The magnetic technology has been cited in the literature and investigated since the turn of the 19th century, when lodestones or naturally occurring magnetic mineral formations were used to decrease the formation of scale in cooking and laundry applications. Many magnetic water treatment units have been on the market claiming scale reduction since the original patent taken out in 1890 by Englishman William Benedict Ball. However, the availability of high-power, rare-earth element magnets has advanced the magnetic technology to the point where it is more reliable.
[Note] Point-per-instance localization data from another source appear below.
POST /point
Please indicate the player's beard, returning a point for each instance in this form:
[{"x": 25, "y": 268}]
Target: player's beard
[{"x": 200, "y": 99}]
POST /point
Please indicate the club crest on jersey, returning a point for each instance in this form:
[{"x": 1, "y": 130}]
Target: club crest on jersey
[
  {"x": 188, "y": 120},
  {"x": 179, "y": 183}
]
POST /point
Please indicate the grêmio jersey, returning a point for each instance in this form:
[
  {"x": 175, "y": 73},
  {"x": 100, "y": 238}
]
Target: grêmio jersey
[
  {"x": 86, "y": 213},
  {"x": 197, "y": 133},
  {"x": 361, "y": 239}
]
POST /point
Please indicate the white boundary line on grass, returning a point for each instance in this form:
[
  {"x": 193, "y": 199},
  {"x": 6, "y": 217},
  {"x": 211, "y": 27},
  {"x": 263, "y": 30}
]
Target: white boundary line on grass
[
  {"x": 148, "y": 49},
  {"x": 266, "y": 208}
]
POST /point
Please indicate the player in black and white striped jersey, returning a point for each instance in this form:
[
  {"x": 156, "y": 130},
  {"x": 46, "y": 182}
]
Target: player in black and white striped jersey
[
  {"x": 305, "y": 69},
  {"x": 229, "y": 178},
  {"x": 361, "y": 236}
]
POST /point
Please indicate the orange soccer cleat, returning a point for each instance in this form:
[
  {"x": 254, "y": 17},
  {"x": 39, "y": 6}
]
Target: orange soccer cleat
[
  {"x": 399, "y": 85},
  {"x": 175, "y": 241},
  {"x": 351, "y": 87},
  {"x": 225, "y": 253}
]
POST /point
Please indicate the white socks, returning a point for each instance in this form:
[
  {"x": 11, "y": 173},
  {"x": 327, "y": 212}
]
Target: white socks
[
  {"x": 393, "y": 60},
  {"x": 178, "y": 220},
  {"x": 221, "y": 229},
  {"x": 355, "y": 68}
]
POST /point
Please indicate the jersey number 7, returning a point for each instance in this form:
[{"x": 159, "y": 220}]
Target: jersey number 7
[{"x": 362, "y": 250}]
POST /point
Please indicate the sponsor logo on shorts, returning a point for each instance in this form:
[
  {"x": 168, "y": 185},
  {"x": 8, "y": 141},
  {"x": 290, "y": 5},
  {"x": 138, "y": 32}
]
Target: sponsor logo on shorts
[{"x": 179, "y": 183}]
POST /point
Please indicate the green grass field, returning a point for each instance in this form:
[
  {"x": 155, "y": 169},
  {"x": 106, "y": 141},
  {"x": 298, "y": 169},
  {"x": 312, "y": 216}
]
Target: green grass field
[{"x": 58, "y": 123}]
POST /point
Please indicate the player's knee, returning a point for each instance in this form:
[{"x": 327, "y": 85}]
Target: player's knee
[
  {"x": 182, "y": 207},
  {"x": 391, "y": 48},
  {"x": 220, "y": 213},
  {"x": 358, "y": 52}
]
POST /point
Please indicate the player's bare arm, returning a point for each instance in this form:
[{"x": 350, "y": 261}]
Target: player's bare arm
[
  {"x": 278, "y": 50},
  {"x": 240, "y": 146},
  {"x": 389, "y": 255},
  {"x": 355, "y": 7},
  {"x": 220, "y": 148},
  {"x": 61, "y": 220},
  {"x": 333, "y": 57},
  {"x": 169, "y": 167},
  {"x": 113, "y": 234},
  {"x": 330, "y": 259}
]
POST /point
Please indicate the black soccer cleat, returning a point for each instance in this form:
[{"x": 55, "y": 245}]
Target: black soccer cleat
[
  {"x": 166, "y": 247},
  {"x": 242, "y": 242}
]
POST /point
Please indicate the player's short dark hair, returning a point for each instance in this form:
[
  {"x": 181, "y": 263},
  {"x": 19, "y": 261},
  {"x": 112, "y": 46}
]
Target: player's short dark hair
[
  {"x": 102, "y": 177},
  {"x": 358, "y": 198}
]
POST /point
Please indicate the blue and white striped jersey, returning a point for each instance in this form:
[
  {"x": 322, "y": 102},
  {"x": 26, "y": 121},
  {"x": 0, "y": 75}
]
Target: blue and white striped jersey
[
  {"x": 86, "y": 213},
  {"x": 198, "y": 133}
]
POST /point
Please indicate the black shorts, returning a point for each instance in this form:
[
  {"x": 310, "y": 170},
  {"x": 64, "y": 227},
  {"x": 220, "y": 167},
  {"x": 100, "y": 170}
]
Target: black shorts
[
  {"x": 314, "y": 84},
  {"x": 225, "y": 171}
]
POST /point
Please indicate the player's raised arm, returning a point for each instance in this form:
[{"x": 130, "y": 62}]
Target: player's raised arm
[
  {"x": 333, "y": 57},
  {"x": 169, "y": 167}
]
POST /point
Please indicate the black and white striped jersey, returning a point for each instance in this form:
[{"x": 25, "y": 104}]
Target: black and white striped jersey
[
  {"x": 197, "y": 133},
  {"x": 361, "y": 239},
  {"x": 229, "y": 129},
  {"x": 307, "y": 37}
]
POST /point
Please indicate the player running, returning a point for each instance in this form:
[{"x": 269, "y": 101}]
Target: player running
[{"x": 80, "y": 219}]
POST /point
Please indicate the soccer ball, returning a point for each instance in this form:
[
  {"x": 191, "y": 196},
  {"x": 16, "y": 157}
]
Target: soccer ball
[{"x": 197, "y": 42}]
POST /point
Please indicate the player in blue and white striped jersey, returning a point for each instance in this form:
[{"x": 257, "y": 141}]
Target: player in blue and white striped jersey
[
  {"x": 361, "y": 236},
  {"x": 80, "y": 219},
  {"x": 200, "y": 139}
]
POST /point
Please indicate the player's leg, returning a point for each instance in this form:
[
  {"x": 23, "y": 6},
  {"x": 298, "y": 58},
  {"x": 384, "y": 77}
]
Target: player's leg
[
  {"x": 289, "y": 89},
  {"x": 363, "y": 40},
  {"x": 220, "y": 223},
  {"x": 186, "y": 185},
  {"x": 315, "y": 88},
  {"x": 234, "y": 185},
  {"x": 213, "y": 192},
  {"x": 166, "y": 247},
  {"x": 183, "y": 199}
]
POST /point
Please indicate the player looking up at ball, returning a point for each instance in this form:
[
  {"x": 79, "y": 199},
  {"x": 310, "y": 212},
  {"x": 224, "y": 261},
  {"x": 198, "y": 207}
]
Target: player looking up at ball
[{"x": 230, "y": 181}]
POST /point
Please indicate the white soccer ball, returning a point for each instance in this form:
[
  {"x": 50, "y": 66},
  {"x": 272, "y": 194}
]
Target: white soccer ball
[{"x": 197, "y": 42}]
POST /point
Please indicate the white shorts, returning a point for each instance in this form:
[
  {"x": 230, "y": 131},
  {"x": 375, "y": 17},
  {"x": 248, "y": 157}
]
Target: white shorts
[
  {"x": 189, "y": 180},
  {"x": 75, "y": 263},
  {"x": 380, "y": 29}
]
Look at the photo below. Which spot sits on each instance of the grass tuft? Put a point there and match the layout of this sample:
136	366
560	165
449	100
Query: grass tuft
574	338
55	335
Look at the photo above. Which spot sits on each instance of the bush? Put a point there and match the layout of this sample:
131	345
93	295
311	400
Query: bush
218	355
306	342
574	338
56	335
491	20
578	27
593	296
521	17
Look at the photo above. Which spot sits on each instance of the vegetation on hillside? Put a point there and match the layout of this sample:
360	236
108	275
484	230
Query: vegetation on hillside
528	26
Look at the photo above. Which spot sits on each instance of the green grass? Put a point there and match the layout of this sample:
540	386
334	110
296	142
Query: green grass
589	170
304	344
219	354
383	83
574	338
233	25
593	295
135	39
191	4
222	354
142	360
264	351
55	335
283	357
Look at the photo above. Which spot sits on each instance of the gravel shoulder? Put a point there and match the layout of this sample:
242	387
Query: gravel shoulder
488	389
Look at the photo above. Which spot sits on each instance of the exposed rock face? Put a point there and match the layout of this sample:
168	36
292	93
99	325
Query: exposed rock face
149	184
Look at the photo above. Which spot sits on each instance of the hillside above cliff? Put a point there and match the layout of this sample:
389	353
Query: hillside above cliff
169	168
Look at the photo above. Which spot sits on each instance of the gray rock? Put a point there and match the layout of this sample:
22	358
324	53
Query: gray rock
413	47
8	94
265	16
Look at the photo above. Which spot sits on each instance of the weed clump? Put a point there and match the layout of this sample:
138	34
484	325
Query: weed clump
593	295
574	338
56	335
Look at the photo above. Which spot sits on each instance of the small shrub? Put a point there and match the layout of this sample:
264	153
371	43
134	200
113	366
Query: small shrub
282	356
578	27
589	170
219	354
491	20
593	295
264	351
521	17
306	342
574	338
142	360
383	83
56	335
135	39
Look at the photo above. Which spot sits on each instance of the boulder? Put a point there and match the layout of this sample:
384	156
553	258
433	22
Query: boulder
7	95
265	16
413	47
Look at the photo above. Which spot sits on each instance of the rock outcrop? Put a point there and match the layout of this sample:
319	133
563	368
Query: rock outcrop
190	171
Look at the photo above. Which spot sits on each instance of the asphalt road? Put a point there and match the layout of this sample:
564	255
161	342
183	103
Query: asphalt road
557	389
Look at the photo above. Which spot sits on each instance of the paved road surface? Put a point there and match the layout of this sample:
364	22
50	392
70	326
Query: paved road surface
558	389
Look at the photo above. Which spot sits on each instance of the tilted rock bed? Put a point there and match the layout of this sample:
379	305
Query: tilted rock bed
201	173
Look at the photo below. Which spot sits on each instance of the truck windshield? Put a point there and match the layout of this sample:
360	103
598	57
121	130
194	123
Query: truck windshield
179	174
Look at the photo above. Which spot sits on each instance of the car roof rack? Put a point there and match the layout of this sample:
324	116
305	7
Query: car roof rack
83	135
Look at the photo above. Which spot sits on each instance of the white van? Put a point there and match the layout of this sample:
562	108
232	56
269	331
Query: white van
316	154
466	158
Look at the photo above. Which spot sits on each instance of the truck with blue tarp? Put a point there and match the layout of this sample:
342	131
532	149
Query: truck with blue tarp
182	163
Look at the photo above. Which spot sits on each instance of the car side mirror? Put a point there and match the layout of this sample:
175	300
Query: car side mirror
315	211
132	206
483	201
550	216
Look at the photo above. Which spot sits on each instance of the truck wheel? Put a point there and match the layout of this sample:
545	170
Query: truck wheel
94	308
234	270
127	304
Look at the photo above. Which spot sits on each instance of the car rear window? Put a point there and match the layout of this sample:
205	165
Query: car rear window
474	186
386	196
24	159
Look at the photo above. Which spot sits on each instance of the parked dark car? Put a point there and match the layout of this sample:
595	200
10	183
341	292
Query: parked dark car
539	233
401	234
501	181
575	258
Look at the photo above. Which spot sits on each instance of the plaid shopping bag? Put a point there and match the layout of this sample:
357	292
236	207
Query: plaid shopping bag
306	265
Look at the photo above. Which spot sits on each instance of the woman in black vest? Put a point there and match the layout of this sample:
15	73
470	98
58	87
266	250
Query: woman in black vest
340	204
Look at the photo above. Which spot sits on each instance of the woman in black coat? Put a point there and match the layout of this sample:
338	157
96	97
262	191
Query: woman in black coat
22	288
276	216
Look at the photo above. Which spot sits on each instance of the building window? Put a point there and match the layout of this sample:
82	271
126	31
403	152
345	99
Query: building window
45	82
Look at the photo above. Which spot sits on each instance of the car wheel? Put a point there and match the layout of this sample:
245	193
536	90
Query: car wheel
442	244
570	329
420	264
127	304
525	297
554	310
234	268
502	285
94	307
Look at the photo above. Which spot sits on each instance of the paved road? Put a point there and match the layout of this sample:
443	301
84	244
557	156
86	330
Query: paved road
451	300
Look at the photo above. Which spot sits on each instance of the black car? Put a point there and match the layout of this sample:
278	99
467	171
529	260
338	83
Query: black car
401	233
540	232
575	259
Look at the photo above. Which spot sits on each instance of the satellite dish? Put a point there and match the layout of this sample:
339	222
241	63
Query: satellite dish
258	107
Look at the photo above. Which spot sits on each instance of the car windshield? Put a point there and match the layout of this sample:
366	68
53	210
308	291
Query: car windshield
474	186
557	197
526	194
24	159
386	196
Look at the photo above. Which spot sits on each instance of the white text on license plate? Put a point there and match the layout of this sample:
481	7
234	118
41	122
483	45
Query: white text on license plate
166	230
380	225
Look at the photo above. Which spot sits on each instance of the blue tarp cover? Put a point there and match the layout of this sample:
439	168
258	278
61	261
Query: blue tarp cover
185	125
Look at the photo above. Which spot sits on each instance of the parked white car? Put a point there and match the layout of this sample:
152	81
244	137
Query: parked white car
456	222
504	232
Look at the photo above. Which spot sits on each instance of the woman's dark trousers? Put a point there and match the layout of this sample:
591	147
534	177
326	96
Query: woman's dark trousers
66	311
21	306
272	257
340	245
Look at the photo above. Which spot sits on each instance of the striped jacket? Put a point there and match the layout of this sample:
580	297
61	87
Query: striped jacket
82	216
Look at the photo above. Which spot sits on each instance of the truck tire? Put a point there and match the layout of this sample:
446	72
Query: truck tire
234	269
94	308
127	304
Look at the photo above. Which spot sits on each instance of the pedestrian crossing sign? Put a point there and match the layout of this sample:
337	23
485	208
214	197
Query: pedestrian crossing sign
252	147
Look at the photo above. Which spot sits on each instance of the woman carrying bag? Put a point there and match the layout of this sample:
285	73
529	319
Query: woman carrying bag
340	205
The technology uses a magnetic field to alter the reaction between scale-forming ions in hard water. Hard water contains high levels of calcium, magnesium, and other divalent cations. When subjected to heating, the divalent ions form insoluble compounds with anions such as carbonate. These insoluble compounds have a much lower heat transfer capability than heat transfer surfaces such as metal. They are insulators. Thus additional fuel consumption would be required to transfer an equivalent amount of energy.

The general operating principle for the magnetic technology is a result of the physics of interaction between a magnetic field and a moving electric charge, in this case in the form of an ion. When ions pass through the magnetic field, a force is exerted on each ion. The forces on ions of opposite charges are in opposite directions. The redirection of the particles tends to increase the frequency with which ions of opposite charge collide and combine to form a mineral precipitate, or insoluble compound. Since this reaction takes place in a low- temperature region of a heat exchange system, the scale formed is non-adherent. At the prevailing temperature conditions, this form is preferred over the adherent form, which attaches to pipe work and heat exchange surfaces.

This technology can be used as a replacement for most water-softening equipment. Specifically, chemical softening (lime or lime-soda softening), ion exchange, and reverse osmosis (RO), when used for the control of hardness, can be replaced by the non-chemical water conditioning technology. This would include applications both to cooling water treatment and boiler water treatment, in both once-through and recirculating systems.